5.5  Conclusions

In this chapter, we have presented two predictive coding tools: the disparity-compensated prediction and the view-synthesis prediction. To increase the coding efficiency, the presented coding tools aim at exploiting the inter-view correlation by using various prediction structures. To this end, we have investigated the MaDC prediction structure that leads to a complex prediction structure and involves a large number of dependencies between the frames (see Figure 5.1(b)). We have therefore proposed an alternative coding structure that reduces the number of dependencies between the frames as shown by Figure 5.4. Related to this, we have discussed multiple scenarios for selecting an appropriate coding structure, fulfilling the requirements of (1) either high coding efficiency, or (2) low-delay access to a user-selected view.

Using the proposed prediction structure, we have presented a new algorithm for the predictive coding of multiple depth and texture camera views that employs two different view-prediction algorithms: a disparity-compen-sated prediction and a view-synthesis prediction. The advantages of the algorithm are that (1) the compression is robust against inaccurately estimated depth images and (2) the chosen prediction structure allows random access to different views. For each image block, the selection between the two prediction algorithms is carried out using a rate-distortion criterion. Furthermore, we have integrated the view-synthesis prediction scheme into an H.264/MPEG-4 AVC encoder, leading to an adaptive prediction, using either disparity-compensated prediction, or view-synthesis prediction. It was discussed that this integration can be performed smoothly and leads elegant advantages. The most relevant benefits are that the predictor selection is performed using the H.264/MPEG-4 AVC framework and that the coding mode selection is indicated by the reference frame index.

Experimental results have shown that the view-synthesis predictor can improve the resulting texture-image quality by up to 0.6 dB for the “Breakdancers” sequence at low bit rates, when compared to solely performing H.264/MPEG-4 AVC disparity-compensated prediction. However, we have found that the proposed coding structure yields a notable coding efficiency degradation for the “Ballet” texture sequence.

A major result of this chapter is that the view-synthesis prediction and its integration to the multi-view coding framework can be equally applied to the compression of multi-view depth images, thereby leading to a unified approach. The major difference between the texture and depth coding algorithm is that the depth prediction does not require any side information. As a bonus, the depth signals can be more easily predicted by the view-synthesis prediction because of their smooth properties and inter-view consistency. Experimental results have revealed that the proposed “DCP/VSP” coder yields a depth image quality improvement of up to a significant 3.2 dB when compared to the “DCP” coder.

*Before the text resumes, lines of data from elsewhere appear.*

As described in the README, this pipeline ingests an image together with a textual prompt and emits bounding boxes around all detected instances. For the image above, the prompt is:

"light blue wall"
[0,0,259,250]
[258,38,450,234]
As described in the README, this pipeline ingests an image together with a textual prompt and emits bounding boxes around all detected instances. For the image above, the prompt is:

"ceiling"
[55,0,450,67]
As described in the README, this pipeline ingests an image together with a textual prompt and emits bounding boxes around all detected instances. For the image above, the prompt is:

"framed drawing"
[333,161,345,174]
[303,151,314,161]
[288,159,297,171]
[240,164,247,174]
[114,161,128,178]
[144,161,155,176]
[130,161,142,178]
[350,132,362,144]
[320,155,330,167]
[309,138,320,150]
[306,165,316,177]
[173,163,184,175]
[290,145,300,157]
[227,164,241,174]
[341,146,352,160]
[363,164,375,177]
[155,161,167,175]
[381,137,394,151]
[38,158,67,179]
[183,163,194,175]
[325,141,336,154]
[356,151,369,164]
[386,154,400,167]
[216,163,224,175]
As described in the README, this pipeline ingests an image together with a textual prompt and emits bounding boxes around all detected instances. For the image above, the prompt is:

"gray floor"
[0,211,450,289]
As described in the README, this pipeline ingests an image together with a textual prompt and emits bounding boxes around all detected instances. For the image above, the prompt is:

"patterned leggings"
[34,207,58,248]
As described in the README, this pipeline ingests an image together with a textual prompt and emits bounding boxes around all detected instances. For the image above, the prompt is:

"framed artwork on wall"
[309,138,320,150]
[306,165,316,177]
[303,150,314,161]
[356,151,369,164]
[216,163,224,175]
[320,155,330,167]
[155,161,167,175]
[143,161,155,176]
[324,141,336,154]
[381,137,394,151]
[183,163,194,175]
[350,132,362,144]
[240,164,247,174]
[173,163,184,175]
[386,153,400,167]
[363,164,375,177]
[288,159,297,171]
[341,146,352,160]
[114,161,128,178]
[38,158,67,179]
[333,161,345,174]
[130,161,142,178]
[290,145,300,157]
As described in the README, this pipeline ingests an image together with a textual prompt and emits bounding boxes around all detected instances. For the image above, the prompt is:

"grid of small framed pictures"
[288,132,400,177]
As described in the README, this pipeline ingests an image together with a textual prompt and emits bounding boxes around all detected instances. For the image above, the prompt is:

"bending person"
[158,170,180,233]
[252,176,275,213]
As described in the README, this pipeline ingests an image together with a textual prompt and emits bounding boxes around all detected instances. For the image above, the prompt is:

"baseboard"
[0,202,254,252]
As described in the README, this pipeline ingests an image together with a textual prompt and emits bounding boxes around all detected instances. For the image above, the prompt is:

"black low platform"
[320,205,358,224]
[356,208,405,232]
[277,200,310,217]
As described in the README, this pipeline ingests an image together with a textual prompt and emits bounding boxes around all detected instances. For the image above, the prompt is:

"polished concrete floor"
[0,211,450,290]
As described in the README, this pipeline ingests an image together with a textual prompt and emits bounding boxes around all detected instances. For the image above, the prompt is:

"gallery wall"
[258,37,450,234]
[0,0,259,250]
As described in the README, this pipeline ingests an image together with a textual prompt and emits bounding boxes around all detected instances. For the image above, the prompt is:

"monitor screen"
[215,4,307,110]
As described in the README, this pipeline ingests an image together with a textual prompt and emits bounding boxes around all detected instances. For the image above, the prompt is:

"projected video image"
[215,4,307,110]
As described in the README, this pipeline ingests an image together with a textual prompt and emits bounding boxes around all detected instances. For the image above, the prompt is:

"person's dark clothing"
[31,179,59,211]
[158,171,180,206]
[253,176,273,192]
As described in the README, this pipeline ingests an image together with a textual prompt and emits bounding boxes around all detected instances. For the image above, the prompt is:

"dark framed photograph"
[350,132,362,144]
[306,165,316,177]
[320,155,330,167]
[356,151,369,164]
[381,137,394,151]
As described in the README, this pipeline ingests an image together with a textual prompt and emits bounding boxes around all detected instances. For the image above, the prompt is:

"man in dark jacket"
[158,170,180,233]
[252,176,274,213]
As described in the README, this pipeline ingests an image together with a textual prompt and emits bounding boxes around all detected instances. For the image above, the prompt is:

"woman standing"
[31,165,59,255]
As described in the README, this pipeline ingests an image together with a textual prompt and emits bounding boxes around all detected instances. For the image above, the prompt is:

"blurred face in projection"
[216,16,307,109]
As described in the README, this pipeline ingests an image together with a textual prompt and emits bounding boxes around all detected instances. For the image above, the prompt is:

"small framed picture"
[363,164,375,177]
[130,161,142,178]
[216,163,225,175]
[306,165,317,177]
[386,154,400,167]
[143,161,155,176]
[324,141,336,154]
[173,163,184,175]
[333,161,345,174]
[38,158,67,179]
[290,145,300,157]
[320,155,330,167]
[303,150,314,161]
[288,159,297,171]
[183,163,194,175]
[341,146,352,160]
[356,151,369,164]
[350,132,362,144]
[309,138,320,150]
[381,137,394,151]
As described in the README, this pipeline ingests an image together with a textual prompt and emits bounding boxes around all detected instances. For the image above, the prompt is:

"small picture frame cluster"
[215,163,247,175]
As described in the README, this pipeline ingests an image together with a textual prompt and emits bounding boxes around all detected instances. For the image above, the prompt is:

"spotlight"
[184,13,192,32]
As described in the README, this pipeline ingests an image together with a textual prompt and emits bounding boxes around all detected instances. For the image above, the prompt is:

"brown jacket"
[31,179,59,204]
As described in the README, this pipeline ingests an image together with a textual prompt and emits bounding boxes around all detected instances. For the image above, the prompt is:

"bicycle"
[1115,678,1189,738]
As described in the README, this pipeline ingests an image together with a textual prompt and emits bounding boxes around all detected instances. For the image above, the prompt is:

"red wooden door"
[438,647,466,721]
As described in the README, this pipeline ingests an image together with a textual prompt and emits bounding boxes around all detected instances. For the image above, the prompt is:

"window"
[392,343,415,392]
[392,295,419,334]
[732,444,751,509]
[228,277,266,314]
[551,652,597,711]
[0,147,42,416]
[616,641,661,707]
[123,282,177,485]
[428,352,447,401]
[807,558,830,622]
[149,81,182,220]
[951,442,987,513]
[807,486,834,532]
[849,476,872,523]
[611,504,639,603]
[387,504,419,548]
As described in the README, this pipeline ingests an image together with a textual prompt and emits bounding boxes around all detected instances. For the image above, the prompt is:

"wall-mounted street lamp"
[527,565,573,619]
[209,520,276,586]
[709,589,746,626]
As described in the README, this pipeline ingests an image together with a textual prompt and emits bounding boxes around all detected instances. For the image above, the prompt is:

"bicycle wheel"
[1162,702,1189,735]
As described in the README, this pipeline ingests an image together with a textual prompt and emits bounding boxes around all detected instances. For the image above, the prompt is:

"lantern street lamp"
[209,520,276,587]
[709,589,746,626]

Finally, considering the multi-view depth sequence, we have indicated that random-access capabilities can be obtained without significant loss of coding efficiency or even coding gains.

At this point, it is relevant to briefly compare the results of this chapter with the recent developments of the MVC framework. The discussed MaDC prediction structure has a comparable performance to the MVC framework. For both MaDC and MVC encoders, a limited coding performance improvement occurs (when compared to simulcast compression) for wide baseline camera setups. For example, for the “Breakdancers” and “Ballet” multi-view sequences, an MVC encoder yields a compression improvement which ranges from 0.05 dB to 0.25 dB at 500 kbit/s for the texture compression, and -0.1 to 0.5 dB at 200 kbit/s for the depth compression. Bearing in mind that the MVC encoder has not provided a coding efficiency improvement for this wide baseline camera sequences, we have proposed to employ an appropriate number of reference main views that balances both the coding efficiency and the random-access capabilities.

The presented view-synthesis prediction scheme exploits both the depth and texture inter-view redundancy. The main arguments for employing this scheme are that it facilitates random access to a user-selected view (depth and texture) and we realize a significant improvement in multi-view depth compression. In Chapter 6, it will be shown that the the encoding of depth data is of crucial importance for rendering high-quality images. Subsequently, it will be described in Chapter 7 that the bit rate of the depth data constitutes an significant part of the total bit rate, so that improving the compression of depth signals will also improve the compression of the total data set.